Meta Platforms beat first-quarter earnings estimates. Revenue climbed 33% to $56.3 billion. Net income surged 61%. Yet shares plunged 6% to 10% after hours. Investors recoiled at the capex hike.
The company raised its 2026 capital spending forecast to $125 billion to $145 billion, up from $115 billion to $135 billion. Higher component costs, especially memory chips, drove the increase. Data center expansions followed close behind. CFO Susan Li explained on the earnings call: “This reflects our expectations for higher component pricing this year and, to a lesser extent, additional data center costs to support future year capacity.” Quartz captured the tension.
And then the layoffs. Meta plans to cut 10% of its workforce—about 8,000 jobs—effective May 20. It will also scrap 6,000 open positions. Chief people officer Janelle Gale called the moves structural, aimed at efficiency. This follows smaller cuts in Reality Labs and other units earlier this year. Headcount stood at 77,986 as of March 31, up 1% year over year. But not for long.
CEO Mark Zuckerberg frames it as AI amplification. “AI isn’t going to replace people. Instead, I think that AI is going to amplify people’s ability to do what they want,” he said. The company now runs “AI Weeks,” tags workers as “AI builders,” and groups teams into “AI pods.” Small squads replace bloated ones. What took dozens months now takes one or two people weeks. Li added uncertainty: “I think there’s a lot of change right now, with AI capabilities advancing rapidly… I don’t really know what the company’s ideal head count looks like.” Business Insider detailed the shift.
Capex Explosion Powers AI Ambitions
Meta’s spending dwarfs revenue gains. Q1 capex hit $19.84 billion, below estimates but signaling more ahead.
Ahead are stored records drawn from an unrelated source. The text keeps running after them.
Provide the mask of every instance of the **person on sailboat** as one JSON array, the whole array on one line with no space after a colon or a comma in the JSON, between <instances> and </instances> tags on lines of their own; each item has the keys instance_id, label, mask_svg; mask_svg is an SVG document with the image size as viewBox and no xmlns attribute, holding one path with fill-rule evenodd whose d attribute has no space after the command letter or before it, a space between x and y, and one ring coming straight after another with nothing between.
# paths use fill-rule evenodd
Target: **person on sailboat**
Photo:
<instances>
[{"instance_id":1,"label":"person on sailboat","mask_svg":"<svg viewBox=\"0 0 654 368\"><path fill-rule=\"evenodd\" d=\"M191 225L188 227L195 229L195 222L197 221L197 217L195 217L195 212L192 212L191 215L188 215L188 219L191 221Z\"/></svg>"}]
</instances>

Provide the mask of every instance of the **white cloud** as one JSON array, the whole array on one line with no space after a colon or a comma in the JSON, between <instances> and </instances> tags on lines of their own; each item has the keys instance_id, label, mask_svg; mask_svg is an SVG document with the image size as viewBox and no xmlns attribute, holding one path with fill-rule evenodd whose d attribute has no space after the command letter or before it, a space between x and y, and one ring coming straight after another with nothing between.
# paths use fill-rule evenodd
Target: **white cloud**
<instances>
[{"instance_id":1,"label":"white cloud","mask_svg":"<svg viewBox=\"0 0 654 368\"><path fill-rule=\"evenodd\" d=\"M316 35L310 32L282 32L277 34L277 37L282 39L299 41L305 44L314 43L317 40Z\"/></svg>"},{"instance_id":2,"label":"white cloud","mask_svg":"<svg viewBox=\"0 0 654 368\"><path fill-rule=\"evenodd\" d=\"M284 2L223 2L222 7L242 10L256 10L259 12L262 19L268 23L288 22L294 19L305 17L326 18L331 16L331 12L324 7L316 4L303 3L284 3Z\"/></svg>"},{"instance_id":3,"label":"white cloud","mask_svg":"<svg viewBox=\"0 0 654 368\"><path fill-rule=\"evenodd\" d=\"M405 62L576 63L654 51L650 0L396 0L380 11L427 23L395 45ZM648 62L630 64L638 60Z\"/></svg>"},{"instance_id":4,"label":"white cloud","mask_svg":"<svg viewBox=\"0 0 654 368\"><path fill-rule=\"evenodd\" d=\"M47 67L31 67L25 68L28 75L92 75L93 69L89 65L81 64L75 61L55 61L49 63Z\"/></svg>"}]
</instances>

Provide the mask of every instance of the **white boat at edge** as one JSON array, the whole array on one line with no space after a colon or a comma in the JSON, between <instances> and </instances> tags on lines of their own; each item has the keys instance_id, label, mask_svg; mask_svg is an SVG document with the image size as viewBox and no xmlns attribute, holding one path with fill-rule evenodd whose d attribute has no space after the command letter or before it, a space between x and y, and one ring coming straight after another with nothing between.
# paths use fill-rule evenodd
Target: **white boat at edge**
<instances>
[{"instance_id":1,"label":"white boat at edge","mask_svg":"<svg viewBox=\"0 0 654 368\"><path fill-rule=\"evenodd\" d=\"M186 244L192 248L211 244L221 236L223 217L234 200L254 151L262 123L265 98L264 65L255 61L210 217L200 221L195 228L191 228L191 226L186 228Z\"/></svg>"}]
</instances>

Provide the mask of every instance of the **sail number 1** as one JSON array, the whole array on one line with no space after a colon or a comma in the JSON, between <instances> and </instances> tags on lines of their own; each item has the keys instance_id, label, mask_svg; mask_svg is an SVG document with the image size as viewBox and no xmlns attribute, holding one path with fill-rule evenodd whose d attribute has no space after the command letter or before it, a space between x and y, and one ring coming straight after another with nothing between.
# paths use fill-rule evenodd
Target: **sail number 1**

The company inked deals with Amazon Web Services for Graviton chips, plus CoreWeave, Nebius, Google, Nvidia, AMD, and Broadcom. Superclusters like Prometheus in Ohio and Hyperion in Louisiana demand gigawatts. A $10 billion El Paso data center targets 1 gigawatt by 2028. CNBC tracked the partnerships; Quartz the deals.
Reality Labs bleeds cash. Another $4 billion operating loss in Q1. VR and AR hardware falter amid the pivot. Zuckerberg eyes AI wearables over metaverse dreams. The unit lost 1,000 jobs in January. Still, total expenses guide to $162 billion to $169 billion for 2026, fueled by infrastructure and AI talent pay.
User growth stuttered. Family daily active people dipped 20 million to 3.56 billion. Iran internet disruptions and Russia’s WhatsApp ban took blame. Bundled metrics hide app-specific woes. Ads clicked strong, though. Revenue beat powered by that core machine.
Wall Street watches the clock. Big Tech—Meta, Microsoft, Alphabet, Amazon—dumped $133 billion in Q1 capex, up 70%. On pace for $725 billion yearly. Depreciation now gnaws earnings. AI revenue? Sparse so far. Wall Street Journal warns of the bill.
Workforce Overhaul Meets Investor Skepticism
But Meta pushes. Hired Alexandr Wang, ex-Scale AI CEO, as chief AI officer via a $14.3 billion stake. Poaches talent with $1.5 billion packages for single engineers. Muse Spark, a new model from Meta Superintelligence Labs, debuted early promise. Llama delays linger in memory.
Stock reaction sharp. Erased $175 billion market value. Traders bet on Polymarket: 84% odds for tech cuts. Analysts split—some cheer discipline, others fear margin squeeze. Reuters noted legal clouds too: youth social media backlash risks “material loss.” Reuters.
Zuckerberg doubles down. “We’re on track to deliver personal superintelligence to billions of people.” Payroll converts to capex. 8,000 gone. 6,000 roles frozen. $115 billion-plus poured into silicon and steel. Margins hold—for now. Efficiency via elimination.
Competitors mirror. Microsoft buyouts. Block’s 40% slash. AI eats jobs, spits superclusters. Meta leads the charge. Investors grip tight. Payoff looms. Or not.
One truth clear. 2026 tests the bet. Zuckerberg’s sprint reshapes tech’s biggest player. Humans out. Machines in. Billions bet on it.